12. The method of claim 11, wherein identifying the target area comprises determining a type of tissue within the target area.

13. The method of claim 11, wherein identifying the target area comprises determining a location or position of the target area within the patient's soft tissue.

14. The method of claim 13, wherein the location or position of the target area comprises distance.

15. The method of claim 14, wherein the distance is relative to another portion of the patient's soft tissue.

16. The method of claim 11, wherein identifying the target area comprises identifying a size of the target area.

17. The method of claim 11, wherein identifying the target area comprises identifying a density of the target area.

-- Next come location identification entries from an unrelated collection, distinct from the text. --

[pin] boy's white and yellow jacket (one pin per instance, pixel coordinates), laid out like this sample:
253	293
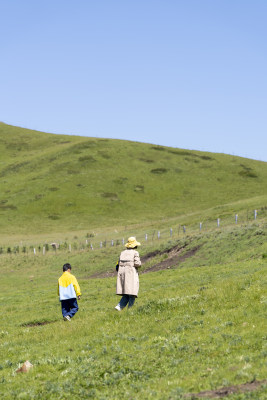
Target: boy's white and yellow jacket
68	287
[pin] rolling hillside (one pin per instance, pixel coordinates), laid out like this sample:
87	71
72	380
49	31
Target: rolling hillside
53	183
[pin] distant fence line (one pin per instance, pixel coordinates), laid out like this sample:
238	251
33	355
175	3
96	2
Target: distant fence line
89	245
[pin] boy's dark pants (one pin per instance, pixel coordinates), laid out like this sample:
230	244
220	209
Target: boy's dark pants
69	307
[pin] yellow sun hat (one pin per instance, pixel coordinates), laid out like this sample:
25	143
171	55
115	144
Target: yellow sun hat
132	242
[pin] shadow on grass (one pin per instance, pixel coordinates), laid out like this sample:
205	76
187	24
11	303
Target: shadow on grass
37	323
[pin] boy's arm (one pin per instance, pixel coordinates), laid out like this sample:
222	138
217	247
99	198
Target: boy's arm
76	287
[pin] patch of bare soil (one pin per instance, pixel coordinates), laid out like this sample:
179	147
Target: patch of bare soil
176	256
36	323
226	391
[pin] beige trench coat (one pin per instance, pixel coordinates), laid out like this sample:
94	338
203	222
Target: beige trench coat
128	278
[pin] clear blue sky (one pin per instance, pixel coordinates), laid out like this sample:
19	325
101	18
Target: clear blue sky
182	73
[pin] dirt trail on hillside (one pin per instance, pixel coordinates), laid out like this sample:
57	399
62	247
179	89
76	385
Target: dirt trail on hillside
175	256
226	391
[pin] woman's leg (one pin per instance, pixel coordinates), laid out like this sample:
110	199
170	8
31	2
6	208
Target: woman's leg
123	302
73	307
131	301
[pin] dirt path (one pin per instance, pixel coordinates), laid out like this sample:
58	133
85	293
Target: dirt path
175	256
226	391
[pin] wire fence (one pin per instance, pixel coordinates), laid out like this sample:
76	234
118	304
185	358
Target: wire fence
146	236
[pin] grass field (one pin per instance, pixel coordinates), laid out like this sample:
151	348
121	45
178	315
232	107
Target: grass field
199	323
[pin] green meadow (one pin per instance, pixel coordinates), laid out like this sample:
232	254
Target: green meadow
199	323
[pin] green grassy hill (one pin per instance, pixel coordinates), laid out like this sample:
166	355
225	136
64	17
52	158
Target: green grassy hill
199	325
58	183
199	321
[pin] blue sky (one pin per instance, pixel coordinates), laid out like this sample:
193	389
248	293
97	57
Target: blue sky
182	73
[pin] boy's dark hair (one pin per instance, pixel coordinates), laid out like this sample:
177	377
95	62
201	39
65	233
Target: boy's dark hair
66	267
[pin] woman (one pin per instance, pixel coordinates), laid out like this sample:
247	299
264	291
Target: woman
128	279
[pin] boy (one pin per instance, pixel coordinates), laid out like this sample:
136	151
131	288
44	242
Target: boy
68	291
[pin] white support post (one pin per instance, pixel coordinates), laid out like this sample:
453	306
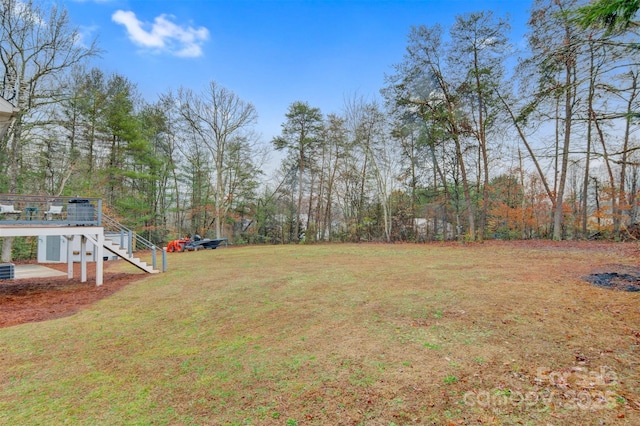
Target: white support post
100	259
70	239
83	259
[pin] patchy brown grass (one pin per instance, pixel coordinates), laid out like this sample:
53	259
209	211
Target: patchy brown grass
494	333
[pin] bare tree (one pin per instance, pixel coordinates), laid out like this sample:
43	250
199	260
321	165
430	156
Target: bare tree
222	122
38	46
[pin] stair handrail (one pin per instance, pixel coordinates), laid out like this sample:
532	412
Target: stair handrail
111	224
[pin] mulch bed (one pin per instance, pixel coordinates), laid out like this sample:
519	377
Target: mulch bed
40	299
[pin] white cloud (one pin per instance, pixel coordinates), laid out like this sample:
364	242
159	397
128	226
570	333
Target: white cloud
163	35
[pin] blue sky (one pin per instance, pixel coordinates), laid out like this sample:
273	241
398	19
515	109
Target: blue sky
271	52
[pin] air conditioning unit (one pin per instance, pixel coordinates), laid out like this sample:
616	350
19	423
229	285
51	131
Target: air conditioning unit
7	271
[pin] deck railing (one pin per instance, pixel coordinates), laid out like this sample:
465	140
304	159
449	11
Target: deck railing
50	210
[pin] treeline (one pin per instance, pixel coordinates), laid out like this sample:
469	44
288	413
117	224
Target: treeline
472	137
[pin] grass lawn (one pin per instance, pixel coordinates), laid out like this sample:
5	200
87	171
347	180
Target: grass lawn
373	334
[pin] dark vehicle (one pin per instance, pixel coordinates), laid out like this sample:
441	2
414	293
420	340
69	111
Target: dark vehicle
195	243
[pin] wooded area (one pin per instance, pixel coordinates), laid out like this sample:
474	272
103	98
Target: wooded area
471	138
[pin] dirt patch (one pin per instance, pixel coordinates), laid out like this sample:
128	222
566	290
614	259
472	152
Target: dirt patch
616	277
40	299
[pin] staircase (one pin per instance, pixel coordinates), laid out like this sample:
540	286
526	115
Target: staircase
124	254
129	239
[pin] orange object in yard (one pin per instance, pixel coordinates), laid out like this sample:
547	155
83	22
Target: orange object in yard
177	245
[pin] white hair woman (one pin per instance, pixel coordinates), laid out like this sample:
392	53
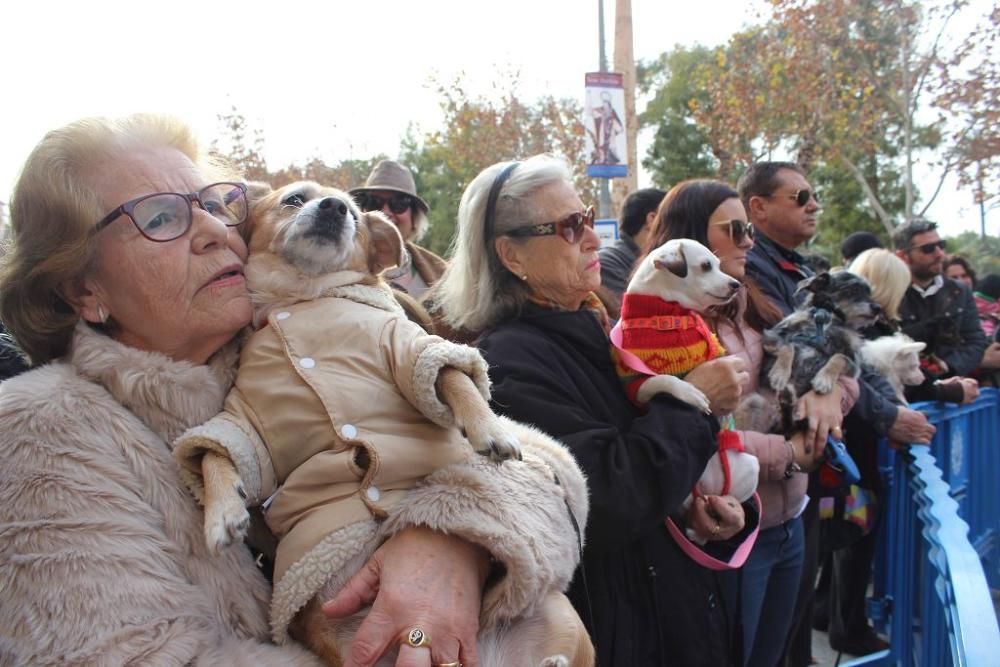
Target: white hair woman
523	274
890	277
124	287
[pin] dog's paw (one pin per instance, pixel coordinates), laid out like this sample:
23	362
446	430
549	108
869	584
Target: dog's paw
691	395
494	441
777	378
555	661
823	384
226	522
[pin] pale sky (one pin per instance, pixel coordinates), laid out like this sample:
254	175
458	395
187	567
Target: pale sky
333	79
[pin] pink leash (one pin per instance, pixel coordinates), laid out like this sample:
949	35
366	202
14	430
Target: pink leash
692	550
697	555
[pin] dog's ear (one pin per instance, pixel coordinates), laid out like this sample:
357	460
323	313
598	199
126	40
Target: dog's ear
671	258
386	248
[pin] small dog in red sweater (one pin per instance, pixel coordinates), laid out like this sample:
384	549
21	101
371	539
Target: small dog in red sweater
662	336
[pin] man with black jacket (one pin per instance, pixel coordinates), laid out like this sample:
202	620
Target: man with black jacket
937	310
782	207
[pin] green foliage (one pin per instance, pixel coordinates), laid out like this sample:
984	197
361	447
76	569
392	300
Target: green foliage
479	131
845	209
680	148
983	254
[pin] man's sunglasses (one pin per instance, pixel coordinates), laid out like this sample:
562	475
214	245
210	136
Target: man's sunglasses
801	197
570	227
398	203
738	230
928	248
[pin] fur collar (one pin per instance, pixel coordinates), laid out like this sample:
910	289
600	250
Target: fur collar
377	296
267	295
168	396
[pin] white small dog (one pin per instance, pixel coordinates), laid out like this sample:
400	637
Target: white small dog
897	358
662	336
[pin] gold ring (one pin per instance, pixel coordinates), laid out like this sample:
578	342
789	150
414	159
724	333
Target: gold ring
416	638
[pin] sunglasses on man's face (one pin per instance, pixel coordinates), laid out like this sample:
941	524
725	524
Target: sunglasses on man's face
570	228
398	203
738	230
801	197
929	248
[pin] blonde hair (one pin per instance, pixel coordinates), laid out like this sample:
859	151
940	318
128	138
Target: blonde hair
53	210
888	276
476	290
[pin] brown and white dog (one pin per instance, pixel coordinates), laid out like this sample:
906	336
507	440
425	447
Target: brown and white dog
300	236
661	324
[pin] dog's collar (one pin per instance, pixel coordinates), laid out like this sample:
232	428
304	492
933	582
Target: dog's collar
661	322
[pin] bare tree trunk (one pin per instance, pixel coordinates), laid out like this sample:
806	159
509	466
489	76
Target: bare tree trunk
907	127
625	63
870	195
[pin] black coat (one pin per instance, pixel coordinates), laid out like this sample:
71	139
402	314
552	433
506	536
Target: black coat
949	323
648	603
777	271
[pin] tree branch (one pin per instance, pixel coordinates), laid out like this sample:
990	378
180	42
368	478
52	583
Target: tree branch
870	195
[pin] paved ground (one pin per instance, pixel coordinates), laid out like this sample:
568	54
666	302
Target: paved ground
827	657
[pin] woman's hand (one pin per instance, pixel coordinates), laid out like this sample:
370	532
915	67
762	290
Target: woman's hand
805	452
991	357
824	414
910	428
716	517
419	578
722	381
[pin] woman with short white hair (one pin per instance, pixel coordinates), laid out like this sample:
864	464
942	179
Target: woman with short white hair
523	274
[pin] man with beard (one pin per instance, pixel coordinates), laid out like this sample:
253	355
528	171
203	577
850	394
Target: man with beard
783	208
937	310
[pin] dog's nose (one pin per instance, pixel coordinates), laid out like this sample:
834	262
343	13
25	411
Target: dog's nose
332	206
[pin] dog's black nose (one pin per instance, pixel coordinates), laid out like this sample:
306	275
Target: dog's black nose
333	207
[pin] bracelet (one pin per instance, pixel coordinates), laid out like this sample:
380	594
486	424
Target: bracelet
792	467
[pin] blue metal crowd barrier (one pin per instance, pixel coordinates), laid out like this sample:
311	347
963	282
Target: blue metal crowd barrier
939	542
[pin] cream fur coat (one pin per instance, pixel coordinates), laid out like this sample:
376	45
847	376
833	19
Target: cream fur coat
102	555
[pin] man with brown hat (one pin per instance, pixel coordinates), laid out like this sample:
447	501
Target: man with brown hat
391	190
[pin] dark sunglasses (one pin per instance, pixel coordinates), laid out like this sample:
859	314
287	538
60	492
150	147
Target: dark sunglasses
928	248
398	203
570	227
738	230
801	197
165	216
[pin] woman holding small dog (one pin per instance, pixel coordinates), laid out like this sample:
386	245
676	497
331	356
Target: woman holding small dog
890	277
711	213
524	271
125	288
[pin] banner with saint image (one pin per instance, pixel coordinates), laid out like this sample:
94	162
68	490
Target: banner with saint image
604	118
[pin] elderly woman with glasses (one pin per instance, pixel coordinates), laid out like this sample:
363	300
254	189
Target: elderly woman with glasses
124	287
711	213
523	275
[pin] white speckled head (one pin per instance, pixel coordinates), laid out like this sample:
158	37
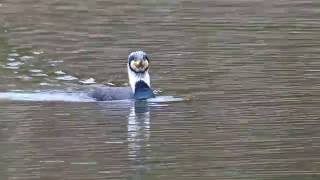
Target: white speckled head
138	68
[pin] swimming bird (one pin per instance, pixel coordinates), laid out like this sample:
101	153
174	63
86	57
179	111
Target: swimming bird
139	80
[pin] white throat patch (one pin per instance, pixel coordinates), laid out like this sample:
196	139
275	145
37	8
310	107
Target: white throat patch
135	77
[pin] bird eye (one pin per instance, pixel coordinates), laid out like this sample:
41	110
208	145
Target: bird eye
146	57
131	58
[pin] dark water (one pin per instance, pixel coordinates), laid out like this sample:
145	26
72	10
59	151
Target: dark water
248	72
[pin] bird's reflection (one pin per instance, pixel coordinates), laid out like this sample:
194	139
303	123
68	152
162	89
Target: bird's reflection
138	128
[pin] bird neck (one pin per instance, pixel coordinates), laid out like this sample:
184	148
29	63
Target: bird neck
142	91
140	84
136	77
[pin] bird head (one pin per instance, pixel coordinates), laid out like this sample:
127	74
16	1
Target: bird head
138	70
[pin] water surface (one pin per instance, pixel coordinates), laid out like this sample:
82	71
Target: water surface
248	72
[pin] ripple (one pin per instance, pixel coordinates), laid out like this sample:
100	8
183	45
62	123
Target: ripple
88	81
26	58
39	75
67	78
15	63
35	70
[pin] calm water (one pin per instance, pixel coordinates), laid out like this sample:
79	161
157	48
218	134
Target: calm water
248	73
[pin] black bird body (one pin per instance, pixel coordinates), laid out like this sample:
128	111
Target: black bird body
139	80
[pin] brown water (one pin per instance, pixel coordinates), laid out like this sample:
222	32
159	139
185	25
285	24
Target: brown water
248	71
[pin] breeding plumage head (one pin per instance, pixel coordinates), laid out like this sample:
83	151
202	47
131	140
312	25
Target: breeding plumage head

18. The method of claim 11, wherein delivering the therapeutic agent to the target area through the needle comprises delivering an amount of therapeutic agent based upon at least one of a size of the target area and a density of the target area.

19. The method of claim 11, wherein the imaging apparatus is a transducer producing energy between 500 kilohertz (KHz) to 30 megahertz (MHz).

20. The method of claim 11, wherein the needle is substantially parallel to at least a portion of the first lumen of the catheter.